幾つかの通路を抜け、やっと彼がいるであろう場所にたどり着くそう思っていた矢先だった。
 なにやら騒ぐ声が…観衆とは違う、なにか揉めている声が気になり彼女の足はそちらに向かっ
た。
 案の定と言うべきか、そこには一人の女人を止めるべく二人の男性(おそらくここの生徒だろう)
が奮闘している場面だった。


「放してよ!私は、亨くんに会いに来たんだから!!」
「ですから、許可がっ」

 藤森に部外者が足を踏み入れるには、必ず許可をとり署名し符を借りなければならない。
 許可という言葉が聞こえたので、どうやらその事は説明したようだが。興奮した女性は両腕を捕
まれてもなお、中へと足を向ける。
「黙んなさいよ!いいからはーなーしーてーぇ!!!」
「うわぁ!ちょっ噛まないでって痛いっいたたたたたた!」
 あっかわいそう。
 そう想った瞬間、思わずその女人の前に出てしまった。

「見苦しいわ。
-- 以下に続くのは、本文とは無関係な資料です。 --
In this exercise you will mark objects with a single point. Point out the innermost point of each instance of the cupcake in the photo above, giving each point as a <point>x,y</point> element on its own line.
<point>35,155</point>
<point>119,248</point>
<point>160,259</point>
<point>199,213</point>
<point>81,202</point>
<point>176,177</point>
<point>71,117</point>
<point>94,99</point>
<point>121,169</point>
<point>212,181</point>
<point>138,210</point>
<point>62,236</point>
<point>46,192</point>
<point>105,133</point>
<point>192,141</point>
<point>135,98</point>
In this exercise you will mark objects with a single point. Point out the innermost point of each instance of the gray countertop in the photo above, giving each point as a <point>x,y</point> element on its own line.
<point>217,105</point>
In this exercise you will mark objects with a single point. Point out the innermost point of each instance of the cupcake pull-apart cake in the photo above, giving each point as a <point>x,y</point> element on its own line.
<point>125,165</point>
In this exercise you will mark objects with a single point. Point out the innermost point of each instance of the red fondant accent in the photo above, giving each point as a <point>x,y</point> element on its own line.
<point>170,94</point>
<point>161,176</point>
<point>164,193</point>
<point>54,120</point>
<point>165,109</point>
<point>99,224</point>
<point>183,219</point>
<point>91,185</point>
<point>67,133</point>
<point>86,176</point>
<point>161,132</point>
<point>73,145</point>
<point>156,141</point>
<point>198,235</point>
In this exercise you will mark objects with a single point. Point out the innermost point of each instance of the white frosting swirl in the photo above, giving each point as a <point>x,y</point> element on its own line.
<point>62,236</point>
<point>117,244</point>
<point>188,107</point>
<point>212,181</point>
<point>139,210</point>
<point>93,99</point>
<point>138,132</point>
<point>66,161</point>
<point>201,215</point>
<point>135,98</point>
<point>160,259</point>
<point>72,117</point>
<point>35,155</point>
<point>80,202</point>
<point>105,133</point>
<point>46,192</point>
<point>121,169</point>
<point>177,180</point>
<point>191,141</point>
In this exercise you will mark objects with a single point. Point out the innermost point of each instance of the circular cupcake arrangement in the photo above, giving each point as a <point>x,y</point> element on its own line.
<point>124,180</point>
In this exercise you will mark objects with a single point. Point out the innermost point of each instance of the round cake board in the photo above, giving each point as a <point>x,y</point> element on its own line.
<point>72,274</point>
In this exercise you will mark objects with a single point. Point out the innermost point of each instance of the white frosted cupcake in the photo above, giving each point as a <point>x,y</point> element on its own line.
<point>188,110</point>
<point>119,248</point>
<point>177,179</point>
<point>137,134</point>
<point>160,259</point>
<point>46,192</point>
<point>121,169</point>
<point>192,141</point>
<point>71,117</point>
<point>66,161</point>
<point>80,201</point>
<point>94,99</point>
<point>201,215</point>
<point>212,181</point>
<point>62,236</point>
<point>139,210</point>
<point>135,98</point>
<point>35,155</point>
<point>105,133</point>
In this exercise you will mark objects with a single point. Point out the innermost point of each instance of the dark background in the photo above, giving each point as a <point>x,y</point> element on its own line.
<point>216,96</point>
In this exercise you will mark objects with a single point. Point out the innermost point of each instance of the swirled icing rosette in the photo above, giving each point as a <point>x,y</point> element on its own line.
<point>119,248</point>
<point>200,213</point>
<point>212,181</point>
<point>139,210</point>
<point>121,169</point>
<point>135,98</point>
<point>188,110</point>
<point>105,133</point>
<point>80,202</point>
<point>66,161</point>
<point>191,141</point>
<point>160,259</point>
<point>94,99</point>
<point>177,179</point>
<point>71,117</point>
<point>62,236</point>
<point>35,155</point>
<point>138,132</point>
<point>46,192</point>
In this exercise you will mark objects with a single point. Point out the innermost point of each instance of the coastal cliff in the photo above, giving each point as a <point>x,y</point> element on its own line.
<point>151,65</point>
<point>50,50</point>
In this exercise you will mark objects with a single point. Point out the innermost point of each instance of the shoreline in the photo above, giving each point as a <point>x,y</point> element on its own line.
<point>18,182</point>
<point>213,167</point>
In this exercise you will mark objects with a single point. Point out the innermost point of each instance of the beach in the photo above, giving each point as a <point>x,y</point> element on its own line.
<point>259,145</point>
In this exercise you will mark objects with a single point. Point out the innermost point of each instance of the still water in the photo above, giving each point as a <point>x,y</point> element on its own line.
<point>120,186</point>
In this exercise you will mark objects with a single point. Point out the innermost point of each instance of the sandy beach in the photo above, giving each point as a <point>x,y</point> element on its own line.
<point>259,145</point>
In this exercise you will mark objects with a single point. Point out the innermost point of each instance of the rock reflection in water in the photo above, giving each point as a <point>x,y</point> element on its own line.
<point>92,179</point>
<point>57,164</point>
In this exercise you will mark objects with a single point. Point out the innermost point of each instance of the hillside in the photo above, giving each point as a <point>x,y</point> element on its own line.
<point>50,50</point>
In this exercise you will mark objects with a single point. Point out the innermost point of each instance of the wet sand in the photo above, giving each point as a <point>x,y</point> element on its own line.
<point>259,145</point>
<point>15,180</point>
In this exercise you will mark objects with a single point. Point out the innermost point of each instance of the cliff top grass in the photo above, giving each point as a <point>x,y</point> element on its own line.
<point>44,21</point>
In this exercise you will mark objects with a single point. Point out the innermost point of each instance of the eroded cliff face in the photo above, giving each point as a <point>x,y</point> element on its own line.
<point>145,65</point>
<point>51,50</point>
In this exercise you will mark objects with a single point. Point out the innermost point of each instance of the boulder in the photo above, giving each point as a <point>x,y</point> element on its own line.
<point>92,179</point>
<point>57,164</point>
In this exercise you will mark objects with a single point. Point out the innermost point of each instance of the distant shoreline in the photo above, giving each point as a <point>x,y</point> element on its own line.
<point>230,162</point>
ここには許可なく立ち入れない事しらないの?!」
 女人の前に仁王立ちし、少々荒立てた声をだす。

 女人の方はというと、数瞬思案した後ふるふると震えだし吼えた。

「っなによ!貴方達見なさいよ!私以外にも居るじゃないの!」
 張り上げられた声は所々上ずり、怒りにより上気し血走っている目が恐ろしい。
 許可うんぬんの話をだしたのだから、当然許可は取ってある。だが女性はその事に気付かない
らしい。

「わたしは許可を頂いているの。そうそうに立ち去りなさい」
「いやよ」
「立ち去れ」
「いーやー」
「去れ」
「やっ」


 やべえ、すっげぇ怖い。
 生徒二人はここに居合わせてしまったことを、深く後悔した。
 が、幾分か遅れて天の助けが彼らの元に舞い降りた。疲れたような表情をしていても、彼らに
とっては天が微笑んでいるにも等しく。早くこの状態を打開してもらいたくて、期待の眼差しで見
つめる。

「…なんで居るの冬姫?」
「っさやか…」

「兄様!」
「亨くん!」

 くしくも双方の叫びは重なりあってしまった。






 つつがなく武芸会が続く中、少々気になる知らせが秋良の耳に届いた。

「部外者が乱入?」
「はい。乱入したのは女性で、なんでも河野姫の名を口にしているとの事…いかがいたしましょう」

「まずい…ね」

 女人禁制とは行かないものの、藤森は学園内の入出に関しては厳しい。数々の書物もそうだが
何よりもここには武器がある。それ故に入校に関して符を用いて管理している。
 その藤森に「乱入」が有ったとなれば…。

「事を大きくするのは危険です、河野を呼びます。すぐに向かいますから、なんとか今の人数で持
たせてください」
「承りました」

 厳しい表情のまま、付近にいるであろう河野を秋良は探した。



「オレを?」
 耳打ちされた言葉に小首を傾げる。

「悪いけど、少し抜けてもらうよ」
「それは構わないけど…実琴と四方谷」
「一人抜けると目立つから、同じ目立つならいっそのこと三人とも来ちゃって」
「「「…はーい」」」

 いい子の返事をしつつ、秋良の後を付いて行くことになった。



「乱入者?」
「この藤森に、ですか?」
「そう、その人は河野の名前を出しているらしくて」

 ぞくりと河野の背中が粟立つ。
 まさかと想う、この場所に居る事は知らないはずだ。あの人達にも充分なほどに理解しているは
ずだし、何より知っていたとしてもあの人たちが許可を出すはずが無い。
 なのに言い知れぬ不安が身を襲う。

「着いたね」

 見れば裏門の近くで声を荒立てている女性と、少女…あれっと秋良は思う。報告は「一人の女
性が河野姫の名を呼びながら乱入しようとしている」だったのに、女性が一人増えている。
 だが、一方の女性は腰紐に符を吊るしてあり許可を持っている事が見て取れる。となれば、乱
入者は当然両腕をつかまれている女性となる。
 近づいていくと言い合っている内容が聞こえてくる。内容が聞こえるという事はどんな声かが解
るという事。秋良には片方の女性の声に覚えがあった。
 急いて近づけば間違いようも無い。


「…なんで居るの冬姫?」
 自身でも間抜けな問いである。

 己の声よりも、どこか辛そうな…傷付いた声が後ろからした。

「っさやか…」



 河野を連れてこなければ良かった。

 秋良は己の行動を恥じた。
 ツクリと胸が痛む音が、確かにした気がした。